Un vendredi soir, M. Astor filmait Mme Wiggins alors qu’elle entrait au Salmagundi Club de Greenwich Village, où elle et son mari étaient des habitués. Elle descendit les escaliers grinçants jusqu’au Wiggins Bar, qui porte le nom de la famille de son mari ; son père était le peintre de paysages urbains Guy Carleton Wiggins et son grand-père était le paysagiste John Carleton Wiggins. Un mur est décoré de palettes tachées de peinture et de photographies des hommes Wiggins.
« Comme d’habitude, Mme Wiggins ? » » demanda le barman.
Elle s’est assise avec son Dewar pendant que M. Astor parcourait son téléphone, vérifiant les commentaires sur leur dernier message. Il a relayé un appel nominal : la comédienne Ellen Cleghorne venait de les suivre et quelqu’un voulait lui expédier des huîtres du Maine.

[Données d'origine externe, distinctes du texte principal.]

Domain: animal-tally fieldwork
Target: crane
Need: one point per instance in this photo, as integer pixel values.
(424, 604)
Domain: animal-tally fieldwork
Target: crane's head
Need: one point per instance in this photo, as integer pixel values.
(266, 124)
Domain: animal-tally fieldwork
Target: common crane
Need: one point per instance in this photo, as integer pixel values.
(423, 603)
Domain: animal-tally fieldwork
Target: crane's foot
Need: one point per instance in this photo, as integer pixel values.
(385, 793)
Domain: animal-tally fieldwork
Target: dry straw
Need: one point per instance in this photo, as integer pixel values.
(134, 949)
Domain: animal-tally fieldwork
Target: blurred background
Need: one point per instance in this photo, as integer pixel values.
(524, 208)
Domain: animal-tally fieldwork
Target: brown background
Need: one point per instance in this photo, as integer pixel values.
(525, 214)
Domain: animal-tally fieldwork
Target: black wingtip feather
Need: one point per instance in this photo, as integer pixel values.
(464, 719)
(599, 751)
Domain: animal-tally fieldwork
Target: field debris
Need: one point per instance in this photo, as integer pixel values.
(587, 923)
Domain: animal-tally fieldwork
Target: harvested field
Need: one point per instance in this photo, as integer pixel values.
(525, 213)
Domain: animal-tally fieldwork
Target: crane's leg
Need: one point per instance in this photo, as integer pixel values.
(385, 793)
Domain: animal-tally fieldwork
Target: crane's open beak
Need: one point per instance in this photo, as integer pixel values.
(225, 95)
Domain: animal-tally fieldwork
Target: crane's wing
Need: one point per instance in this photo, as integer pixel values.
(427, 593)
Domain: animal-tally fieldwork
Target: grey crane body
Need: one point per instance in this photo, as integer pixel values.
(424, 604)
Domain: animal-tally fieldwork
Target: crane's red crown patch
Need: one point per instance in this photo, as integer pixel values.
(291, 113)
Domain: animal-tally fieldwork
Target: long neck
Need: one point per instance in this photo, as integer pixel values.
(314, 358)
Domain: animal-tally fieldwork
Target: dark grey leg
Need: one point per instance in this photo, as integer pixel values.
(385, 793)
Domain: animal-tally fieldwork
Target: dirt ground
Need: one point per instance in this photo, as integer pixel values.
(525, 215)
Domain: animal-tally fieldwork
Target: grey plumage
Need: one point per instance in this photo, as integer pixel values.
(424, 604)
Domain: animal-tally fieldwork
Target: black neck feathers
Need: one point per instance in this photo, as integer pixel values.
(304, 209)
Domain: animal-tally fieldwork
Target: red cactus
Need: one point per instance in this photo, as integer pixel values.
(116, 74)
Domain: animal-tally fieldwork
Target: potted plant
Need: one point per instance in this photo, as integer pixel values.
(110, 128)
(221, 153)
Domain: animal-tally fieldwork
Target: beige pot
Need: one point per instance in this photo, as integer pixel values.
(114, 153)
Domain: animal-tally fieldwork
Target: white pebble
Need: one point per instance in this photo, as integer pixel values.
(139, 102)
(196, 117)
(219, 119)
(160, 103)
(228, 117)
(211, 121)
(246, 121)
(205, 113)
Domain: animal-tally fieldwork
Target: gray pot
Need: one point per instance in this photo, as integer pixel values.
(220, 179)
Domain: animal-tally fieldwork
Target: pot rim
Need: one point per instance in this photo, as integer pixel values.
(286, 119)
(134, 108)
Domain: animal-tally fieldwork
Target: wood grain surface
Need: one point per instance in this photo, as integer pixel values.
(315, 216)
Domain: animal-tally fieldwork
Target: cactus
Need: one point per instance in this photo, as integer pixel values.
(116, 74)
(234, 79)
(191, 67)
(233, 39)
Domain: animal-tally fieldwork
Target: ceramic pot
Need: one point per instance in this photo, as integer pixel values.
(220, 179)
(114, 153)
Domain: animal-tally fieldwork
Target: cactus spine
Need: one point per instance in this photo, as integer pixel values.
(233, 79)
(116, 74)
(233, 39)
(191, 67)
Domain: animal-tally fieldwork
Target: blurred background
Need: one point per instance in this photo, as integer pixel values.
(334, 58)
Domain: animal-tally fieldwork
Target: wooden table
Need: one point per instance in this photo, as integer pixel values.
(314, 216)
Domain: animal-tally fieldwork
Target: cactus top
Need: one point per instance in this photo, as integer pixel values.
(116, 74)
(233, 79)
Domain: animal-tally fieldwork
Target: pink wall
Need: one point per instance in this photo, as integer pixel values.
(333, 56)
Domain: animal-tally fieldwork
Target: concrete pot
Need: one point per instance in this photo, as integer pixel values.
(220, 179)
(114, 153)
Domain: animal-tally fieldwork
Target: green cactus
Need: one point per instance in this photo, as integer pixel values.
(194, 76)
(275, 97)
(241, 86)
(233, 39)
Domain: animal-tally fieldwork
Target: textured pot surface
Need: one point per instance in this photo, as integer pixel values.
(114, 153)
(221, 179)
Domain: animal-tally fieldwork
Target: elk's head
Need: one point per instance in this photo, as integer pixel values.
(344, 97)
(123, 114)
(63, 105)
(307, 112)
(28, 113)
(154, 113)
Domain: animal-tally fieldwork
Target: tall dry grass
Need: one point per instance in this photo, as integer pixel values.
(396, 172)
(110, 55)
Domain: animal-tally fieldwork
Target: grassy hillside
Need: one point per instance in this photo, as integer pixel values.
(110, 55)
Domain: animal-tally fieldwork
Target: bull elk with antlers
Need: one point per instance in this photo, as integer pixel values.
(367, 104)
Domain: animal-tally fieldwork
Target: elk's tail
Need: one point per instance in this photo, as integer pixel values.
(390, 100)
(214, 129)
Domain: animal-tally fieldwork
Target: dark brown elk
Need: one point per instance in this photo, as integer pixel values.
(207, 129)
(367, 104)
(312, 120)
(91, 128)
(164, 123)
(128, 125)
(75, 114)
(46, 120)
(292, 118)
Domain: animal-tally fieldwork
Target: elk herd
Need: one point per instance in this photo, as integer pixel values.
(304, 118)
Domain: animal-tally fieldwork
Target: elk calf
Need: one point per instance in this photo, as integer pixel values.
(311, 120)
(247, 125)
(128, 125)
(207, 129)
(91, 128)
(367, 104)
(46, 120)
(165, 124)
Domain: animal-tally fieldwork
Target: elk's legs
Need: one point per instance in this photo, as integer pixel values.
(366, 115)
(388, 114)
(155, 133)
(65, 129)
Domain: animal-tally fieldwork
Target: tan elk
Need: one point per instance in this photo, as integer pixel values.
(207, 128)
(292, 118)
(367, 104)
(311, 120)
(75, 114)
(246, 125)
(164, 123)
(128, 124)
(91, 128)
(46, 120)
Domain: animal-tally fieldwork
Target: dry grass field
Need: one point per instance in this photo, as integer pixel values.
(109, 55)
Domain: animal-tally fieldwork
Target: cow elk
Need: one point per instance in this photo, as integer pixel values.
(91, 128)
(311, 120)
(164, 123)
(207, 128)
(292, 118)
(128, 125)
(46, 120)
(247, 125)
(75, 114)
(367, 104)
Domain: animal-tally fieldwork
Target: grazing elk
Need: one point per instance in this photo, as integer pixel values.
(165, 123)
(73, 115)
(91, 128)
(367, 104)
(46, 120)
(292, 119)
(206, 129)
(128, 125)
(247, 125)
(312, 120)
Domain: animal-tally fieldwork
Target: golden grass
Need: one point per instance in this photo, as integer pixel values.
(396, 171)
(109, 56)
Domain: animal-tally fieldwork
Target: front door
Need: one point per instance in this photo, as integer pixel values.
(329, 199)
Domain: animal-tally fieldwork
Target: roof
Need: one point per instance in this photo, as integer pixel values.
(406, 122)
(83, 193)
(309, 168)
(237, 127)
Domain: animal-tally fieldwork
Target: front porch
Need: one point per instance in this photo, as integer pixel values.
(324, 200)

Il a également mentionné qu’ils devaient commencer à planifier un événement au cours duquel quelques-uns de ses fans pourraient la rejoindre pour prendre un verre au Wiggins Bar.
“Dorothy et l’alcool font très bien l’affaire”, a déclaré M. Astor. “Ses partisans aiment l’idée que quelqu’un ait 98 ans et continue de boire.”
Mais Mme Wiggins semblait plus intéressée à regarder une nature morte d’huîtres suspendues peinte par son mari qu’à discuter de son engagement sur les réseaux sociaux.
“Comme je l’ai dit, j’efface la célébrité”, a-t-elle déclaré. “J’aime mes fans, mais je n’y accorde pas beaucoup d’importance et je pense que tout cela est un peu idiot.”
Puis elle devint réfléchie.
“Eh bien, il y a un commentaire qui m’a touché”, a déclaré Mme Wiggins. « Quelqu’un a fait un commentaire une fois qu’il a senti que sa vie était finie pour lui. Qu’ils étaient déprimés. Mais après avoir vu mes vidéos, ils ont eu envie de continuer.
“Maintenant que je peux comprendre”, a-t-elle poursuivi. “Si je peux montrer à quelqu’un qu’il ne devrait pas abandonner la vie, alors cela m’importe.”